The Consolidated Omnibus Budget Reconciliation Act, or COBRA, allows a spouse who was formerly covered under her ex-husband’s plan to obtain coverage from the same insurance company. However, COBRA can be expensive since the spouse losing eligibility must pay the full amount of the premiums -- with no contributions from her former spouse’s employer. The spouse electing COBRA coverage must notify the health plan administrator no later than 60 days after the divorce is final, and coverage is only available for up to 36 months.
When New York courts calculate alimony payments, they don’t use a set formula. Instead, they consider a list of factors to determine whether alimony should be paid and, if so, how much is appropriate. One of the factors the court considers is one spouse’s loss of health insurance benefits because of the divorce and the cost of obtaining replacement insurance. Thus, a spouse may receive a higher alimony award if she loses health insurance coverage because of the divorce.

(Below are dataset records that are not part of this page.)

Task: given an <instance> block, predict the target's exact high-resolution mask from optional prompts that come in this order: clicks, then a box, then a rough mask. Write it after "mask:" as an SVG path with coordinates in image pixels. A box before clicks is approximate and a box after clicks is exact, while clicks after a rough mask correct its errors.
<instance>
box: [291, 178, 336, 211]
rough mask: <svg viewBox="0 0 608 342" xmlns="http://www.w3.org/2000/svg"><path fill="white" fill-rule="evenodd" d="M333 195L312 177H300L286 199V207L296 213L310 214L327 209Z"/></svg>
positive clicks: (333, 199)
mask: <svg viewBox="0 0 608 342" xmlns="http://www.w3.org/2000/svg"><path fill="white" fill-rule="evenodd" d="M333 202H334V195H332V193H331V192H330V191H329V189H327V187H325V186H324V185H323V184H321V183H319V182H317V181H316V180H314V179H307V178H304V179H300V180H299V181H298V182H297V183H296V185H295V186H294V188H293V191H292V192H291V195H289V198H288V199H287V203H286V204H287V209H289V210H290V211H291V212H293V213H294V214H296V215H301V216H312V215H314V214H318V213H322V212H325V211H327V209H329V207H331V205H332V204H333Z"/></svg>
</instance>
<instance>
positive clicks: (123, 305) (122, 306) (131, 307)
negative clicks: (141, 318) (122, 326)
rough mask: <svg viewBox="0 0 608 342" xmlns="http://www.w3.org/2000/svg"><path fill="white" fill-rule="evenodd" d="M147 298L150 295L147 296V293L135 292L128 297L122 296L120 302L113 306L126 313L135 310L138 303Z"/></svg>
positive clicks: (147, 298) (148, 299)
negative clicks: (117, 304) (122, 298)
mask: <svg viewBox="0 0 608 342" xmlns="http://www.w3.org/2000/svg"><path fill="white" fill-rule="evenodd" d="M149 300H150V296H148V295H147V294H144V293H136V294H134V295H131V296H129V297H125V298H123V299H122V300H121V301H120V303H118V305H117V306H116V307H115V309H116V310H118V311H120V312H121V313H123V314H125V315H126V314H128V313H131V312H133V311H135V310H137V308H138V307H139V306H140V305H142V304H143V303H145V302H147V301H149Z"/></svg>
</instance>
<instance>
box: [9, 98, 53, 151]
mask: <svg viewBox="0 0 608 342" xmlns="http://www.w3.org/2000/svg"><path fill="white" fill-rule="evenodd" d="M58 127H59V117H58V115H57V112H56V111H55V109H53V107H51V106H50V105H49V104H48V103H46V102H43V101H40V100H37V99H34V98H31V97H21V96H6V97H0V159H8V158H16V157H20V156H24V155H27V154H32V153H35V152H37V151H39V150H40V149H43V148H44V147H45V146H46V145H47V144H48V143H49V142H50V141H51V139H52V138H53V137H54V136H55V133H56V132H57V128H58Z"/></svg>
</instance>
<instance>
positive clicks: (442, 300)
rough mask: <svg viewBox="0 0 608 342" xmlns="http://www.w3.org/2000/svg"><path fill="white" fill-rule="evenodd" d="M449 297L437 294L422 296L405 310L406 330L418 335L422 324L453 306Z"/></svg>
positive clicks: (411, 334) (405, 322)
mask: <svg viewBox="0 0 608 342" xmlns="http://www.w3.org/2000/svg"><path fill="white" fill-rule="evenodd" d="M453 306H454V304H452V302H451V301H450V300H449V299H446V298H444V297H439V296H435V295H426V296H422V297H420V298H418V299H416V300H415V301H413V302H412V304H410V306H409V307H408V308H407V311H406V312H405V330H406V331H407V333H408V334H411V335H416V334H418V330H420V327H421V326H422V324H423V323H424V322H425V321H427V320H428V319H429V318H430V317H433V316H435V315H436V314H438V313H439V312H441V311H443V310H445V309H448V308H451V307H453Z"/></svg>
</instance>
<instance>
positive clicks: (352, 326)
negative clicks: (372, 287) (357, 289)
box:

A couple’s marital settlement agreement or divorce decree can address the issue of health insurance, providing that one spouse purchase and maintain an individual insurance plan for the other spouse. The agreement or decree could also state one spouse must contribute a certain amount of money toward the other spouse’s individual plan or COBRA payments. In New York, health insurance payments from one spouse to the other can only extend for as long as the paying spouse is obligated to pay alimony or other award to the receiving spouse.
Children do not typically lose health insurance at divorce since they remain eligible as the child of either parent. New York statutes create an obligation for each parent to contribute to the cost of health insurance based on a prorated amount as part of the child support determination. If a noncustodial parent is required to pay health insurance for a child, he is only required to pay insurance costs as long as he is paying child support for that child.